Агриппа стал героем дня. Даже Цецина и Волумний подошли к нему после уроков и крепко пожали руки.

Теперь все мальчишки старались подчеркнуть свое внимание к смельчаку, приглашали погонять мяч с ними, угощали присланными из дому лакомствами, но Агриппа сторонился всех и ни у кого не брал угощений.

У него никогда не было друзей, и он не умел дружить. Деревенские мальчишки с гиком и криком носились по улицам, гоняли "мяч, строили за околицей "карфаген" из сучьев и сена, брали его приступом, поджигали и скакали вокруг костра. Агриппе играть было некогда.

Он появлялся на улице, таща на руках самую маленькую сестренку, а две подросшие Агриппины цепко впивались ручонками в его рубаху и ни на миг не отпускали. Стоило ему усадить в песочек малютку и строго-настрого приказать старшим занять ребенка, как все Агриппины хором поднимали вой. Из дома выскакивала мать с мокрым полотенцем в руках:

— Семь лет уже, а играть захотел! А дети хоть криком изойдись!

Когда подросла Агриппина Примула, Агриппу отдали в подпаски. Так и не довелось ему ни наиграться вволю, ни подружиться со сверстниками.

Все вечера Агриппа читал и перечитывал творение Мамурры. Разбирал чертежи, иногда сам пытался набросать схему моста через воображаемую реку. Днем носил Мамурру за пазухой, а ночью клал под подушку.

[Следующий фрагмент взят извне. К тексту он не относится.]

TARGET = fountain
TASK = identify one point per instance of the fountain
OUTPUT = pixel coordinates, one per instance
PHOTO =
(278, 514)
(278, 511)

Однажды, наблюдая, как Гай Корнелий бьется над расчетом моста, Агриппа спросил:

— А кто через этот мост ходить будет?

— А тебе, не все равно? — огрызнулся Корнелий.

— Мне-то все равно, а тому, кто через твой мост ходить будет, не все равно. Если скот погонят, не выгибай много. У скота по крутому мосту копыта скользят, а если для армии, круче строй. Людям крутизна нипочем, а мост прочней будет. — Агриппа набросал несколько линий.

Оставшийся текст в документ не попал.